La chiaccherata finì lì, Karena mi lasciò andare a prepararmi per l'arrivo dei visitatori, anche se ormai sapevo benissimo quello che dovevo fare.

I visitatori continuavano a guardare ammaliati le varie opere d'arte del museo, notai anche che alcuni ragazzi, che probabilmente frequentavano il primo anno delle superiori, si misero a ridere guardando il ritratto di Van Gogh (forse trovavano spiritoso il suo orecchio "mancante"...ma per me non lo era affatto!) e vidi poi la loro professoressa rimproverarli. Il giro continuò quando mostrai ai visitatori i quadri di Rembrandt, Monet, Manet, Gauguin, Cezànne e infine Picasso. I ragazzi rimasero impressionati da uno dei suoi quadri, e una alunna mi chiese in che periodo dipinse quel quadro. Le spiegai il periodo preciso cercando di non annoiarla troppo, ma al contrario era affascinata, e fui contenta di constatare che c'era qualcuno tra quegli studenti che non era venuto al museo solo per passatempo, ma per sapere di più sui capolavori dei vari autori esposti.

Arrivò presto l'ora di pranzo, e mi diressi al bar ristorante dove andavo di solito per ordinare qualcosa da mangiare. Quel giorno mi ero portata dietro lo smartphone che mi avevano regalato alcuni compagni d'università per il giorno del mio compleanno e...ripensai al sogno. Curiosa di sapere che cosa significava la parola "Azoth" decisi di fare una ricerca sul browser.

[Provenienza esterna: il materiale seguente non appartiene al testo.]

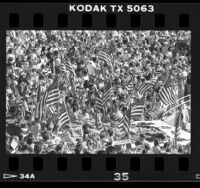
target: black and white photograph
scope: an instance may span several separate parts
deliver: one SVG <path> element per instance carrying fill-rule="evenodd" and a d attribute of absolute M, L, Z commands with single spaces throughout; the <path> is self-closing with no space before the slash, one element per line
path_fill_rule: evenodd
<path fill-rule="evenodd" d="M 191 31 L 8 30 L 9 154 L 191 154 Z"/>

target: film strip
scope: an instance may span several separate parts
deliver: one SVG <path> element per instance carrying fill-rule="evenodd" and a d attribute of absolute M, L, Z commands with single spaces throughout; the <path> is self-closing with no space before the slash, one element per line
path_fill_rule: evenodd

"L'azoth viene considerato come medicina universale in alchimia. Viene rappresentato dal simbolo del Caduceus e diventò una parola poetica per l'elemento mercurio...." Continuai a leggere l'articolo comprendendo piano piano il significato di quella parola. Mi ricordai che in passato un insegnante di scienze alle superiori ci parlò in una lezione dell'alchimia, della "pietra filosofale" di Flamel e di molto altro ancora. Ma non ci parlò di questo. Evidentemente questo azoth probabilmente lo si cercava per scopi personali che sicuramente non erano a fin di bene.
Finii di leggere l'articolo riflettendo proprio su questo fatto. Perchè gli inseguitori del sogno cercavano l'Azoth? E io cosa c'entravo?? In quel momento ero determinata a voler sapere chi fosse l'uomo anziano del sogno, volevo scoprire la Verità, volevo sapere il perchè di quel sogno. Ma ancora non sapevo che me ne sarei potuta pentire amaramente.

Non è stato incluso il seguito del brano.